At once I regretted not having taken a second cookie.
He smiled. He looked at his watch. He looked at me. He shrugged. “See? The probability was low.”
“The anything that might happen,” I said, “supposing that it did happen, could it result in a lot of people dying horribly?”
“Horribly?”
“Yes, sir. Horribly.”
“That’s a subjective judgment. Horrible to one person might not be the same as horrible to another.”
“Shattering bones, bursting hearts, exploding heads, burning flesh, blood, pain, screaming—that kind of horrible.”
“Maybe yes, probably no.”
“This again.”
“More likely, they would just cease to exist.”
“That’s death.”
“No, it’s different. Death leaves a corpse.”

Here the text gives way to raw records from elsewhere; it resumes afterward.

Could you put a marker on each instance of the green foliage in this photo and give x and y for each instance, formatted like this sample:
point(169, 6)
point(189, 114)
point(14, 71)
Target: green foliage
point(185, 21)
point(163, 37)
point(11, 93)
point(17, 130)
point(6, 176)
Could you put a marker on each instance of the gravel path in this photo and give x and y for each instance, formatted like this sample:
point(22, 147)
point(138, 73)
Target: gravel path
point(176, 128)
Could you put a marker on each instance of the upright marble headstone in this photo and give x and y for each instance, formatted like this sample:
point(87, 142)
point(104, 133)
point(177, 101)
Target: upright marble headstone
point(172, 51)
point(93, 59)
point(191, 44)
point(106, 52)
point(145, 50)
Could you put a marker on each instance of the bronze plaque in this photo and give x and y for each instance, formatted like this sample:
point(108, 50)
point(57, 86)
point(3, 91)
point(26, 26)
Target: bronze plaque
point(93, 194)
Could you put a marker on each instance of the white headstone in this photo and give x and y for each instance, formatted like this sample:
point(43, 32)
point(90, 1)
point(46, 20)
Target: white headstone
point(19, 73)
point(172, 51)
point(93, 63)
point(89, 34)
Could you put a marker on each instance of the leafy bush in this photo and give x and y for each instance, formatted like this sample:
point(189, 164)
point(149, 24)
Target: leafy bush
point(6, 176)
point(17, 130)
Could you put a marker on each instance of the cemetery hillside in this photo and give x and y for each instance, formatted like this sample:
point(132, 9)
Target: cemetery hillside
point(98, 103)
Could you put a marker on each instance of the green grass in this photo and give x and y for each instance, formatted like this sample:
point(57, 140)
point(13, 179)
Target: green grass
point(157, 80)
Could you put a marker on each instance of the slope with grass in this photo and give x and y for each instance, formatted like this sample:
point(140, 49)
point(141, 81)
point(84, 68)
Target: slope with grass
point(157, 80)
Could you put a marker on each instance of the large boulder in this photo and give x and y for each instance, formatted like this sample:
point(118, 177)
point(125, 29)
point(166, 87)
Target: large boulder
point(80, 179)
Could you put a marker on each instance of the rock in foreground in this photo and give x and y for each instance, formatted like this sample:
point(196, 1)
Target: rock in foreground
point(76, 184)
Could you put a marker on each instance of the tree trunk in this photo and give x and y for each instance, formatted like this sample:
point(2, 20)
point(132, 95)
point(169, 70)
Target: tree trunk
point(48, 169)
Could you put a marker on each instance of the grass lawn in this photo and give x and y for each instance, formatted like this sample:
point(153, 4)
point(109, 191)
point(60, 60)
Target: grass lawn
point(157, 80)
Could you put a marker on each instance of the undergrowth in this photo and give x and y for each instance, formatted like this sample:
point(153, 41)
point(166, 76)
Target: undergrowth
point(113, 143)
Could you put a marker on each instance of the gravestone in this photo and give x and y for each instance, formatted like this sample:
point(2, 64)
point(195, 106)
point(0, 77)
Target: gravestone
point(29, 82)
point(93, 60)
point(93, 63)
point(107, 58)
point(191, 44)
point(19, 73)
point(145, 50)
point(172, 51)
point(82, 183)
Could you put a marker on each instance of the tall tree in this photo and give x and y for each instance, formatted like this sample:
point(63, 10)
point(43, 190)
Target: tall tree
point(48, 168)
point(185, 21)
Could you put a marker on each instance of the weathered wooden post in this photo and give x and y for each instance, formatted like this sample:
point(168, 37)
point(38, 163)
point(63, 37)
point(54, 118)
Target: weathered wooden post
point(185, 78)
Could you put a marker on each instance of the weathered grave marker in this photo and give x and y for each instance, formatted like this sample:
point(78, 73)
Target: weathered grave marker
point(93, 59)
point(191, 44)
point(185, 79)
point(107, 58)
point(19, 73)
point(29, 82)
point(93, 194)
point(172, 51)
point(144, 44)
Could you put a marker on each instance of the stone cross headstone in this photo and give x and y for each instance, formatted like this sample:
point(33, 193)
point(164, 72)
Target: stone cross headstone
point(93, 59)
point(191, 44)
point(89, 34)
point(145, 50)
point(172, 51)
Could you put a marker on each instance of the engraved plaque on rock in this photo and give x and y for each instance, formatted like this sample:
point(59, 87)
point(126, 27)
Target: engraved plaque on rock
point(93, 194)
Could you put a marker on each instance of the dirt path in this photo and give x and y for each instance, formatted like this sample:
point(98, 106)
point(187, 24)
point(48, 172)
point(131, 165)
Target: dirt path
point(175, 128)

I had been reaching for a cookie. I pulled my hand back without taking one from the plate.
“Sir, you’re scaring me.”
A settled blue heron astonishes when it reveals its true height by unfolding its long sticklike legs; likewise, Brother John proved even taller than I remembered when he rose from his chair. “I’ve been badly scared myself, badly, for quite a few years now. You learn to live with it.”
Getting to my feet, I said, “Brother John … whatever this work is you do here, are you sure you should be doing it?”